When the new chapel opened Richard Talbot was about seventy years on age and had served the local Catholic community for some forty-four years. Not long afterwards he was joined in Bishop Thornton by the Reverend Charles Saul, a much younger priest then forty-three years of age. He already had an interesting history. At the outbreak of the French Revolution Charles Saul was a student at the English College in Douai in Northern France. The revolutionaries seized the college and imprisoned the staff and students. Along with a number of other enterprising young men, Saul escaped and made his way to England where he completed his studies for the priesthood and was ordained in December 1794.

It would seem that Bishop William Gibson, then Vicar Apostolic of the Northern District, intended Saul to replace Richard Talbot as missioner of Bishop Thornton. He was under the impression that Talbot was too old and too infirm to continue there. It is hardly surprising to find Talbot reacting rather sharply. In a letter of 5 January 1811 to the Bishop’s Vicar General, he writes, ‘I would have you to understand that I shall not give up to Mr. Saul or to any body else as long as I am able to perform my duty’. Whoever had told the Bishop that this health was bad, ‘they have told him very untruly’. Charles Saul remained in Bishop Thornton, but died only three years later in 1813 and was buried under the floor of the sanctuary in the new chapel.
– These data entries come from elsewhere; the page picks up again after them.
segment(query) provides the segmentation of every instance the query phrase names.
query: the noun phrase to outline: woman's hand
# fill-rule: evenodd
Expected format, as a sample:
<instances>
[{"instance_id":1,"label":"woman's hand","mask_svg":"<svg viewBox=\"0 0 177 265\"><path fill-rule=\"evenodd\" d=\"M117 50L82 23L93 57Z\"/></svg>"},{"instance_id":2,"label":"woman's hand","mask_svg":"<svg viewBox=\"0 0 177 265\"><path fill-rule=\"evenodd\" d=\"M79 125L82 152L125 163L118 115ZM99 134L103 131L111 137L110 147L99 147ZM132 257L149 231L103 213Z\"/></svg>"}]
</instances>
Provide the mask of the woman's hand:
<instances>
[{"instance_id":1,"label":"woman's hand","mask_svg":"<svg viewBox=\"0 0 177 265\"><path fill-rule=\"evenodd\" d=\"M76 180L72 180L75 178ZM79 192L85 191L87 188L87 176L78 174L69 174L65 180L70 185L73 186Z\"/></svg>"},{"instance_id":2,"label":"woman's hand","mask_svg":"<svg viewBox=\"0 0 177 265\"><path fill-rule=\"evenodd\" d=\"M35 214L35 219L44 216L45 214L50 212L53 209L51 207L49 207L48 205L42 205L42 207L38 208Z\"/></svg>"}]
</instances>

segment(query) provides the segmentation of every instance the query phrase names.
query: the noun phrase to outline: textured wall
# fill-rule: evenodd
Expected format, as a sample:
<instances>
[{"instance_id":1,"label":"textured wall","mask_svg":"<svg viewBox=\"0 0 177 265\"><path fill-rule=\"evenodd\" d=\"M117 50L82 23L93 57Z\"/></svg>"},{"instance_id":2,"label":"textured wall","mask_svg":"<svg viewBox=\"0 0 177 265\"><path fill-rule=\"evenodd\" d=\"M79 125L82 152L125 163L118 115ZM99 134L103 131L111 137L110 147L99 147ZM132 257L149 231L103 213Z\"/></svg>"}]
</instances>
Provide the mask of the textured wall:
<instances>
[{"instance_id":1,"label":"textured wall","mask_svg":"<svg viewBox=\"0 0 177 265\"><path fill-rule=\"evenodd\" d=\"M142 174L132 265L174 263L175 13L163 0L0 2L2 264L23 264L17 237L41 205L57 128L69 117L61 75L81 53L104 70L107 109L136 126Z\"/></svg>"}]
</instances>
The now-elderly Richard Talbot whom Charles Saul had been sent to replace, continued to care for St. Joseph’s mission for a further ten years. Finally, on 1 August 1823, at eighty five years of age, he died. It was entirely fitting that he too should have been laid to rest in the chapel he had done so much to provide. If anyone is to be regarded as the founder of the present St. Joseph’s parish, it is surely Richard Talbot. He served the Catholic community there for most of his adult life. He was instrumental in obtaining a site in Bishop Thornton on which he first of all built a Mass house and then a new chapel. His work calls out to be acknowledged and Richard Talbot deserves to be remembered.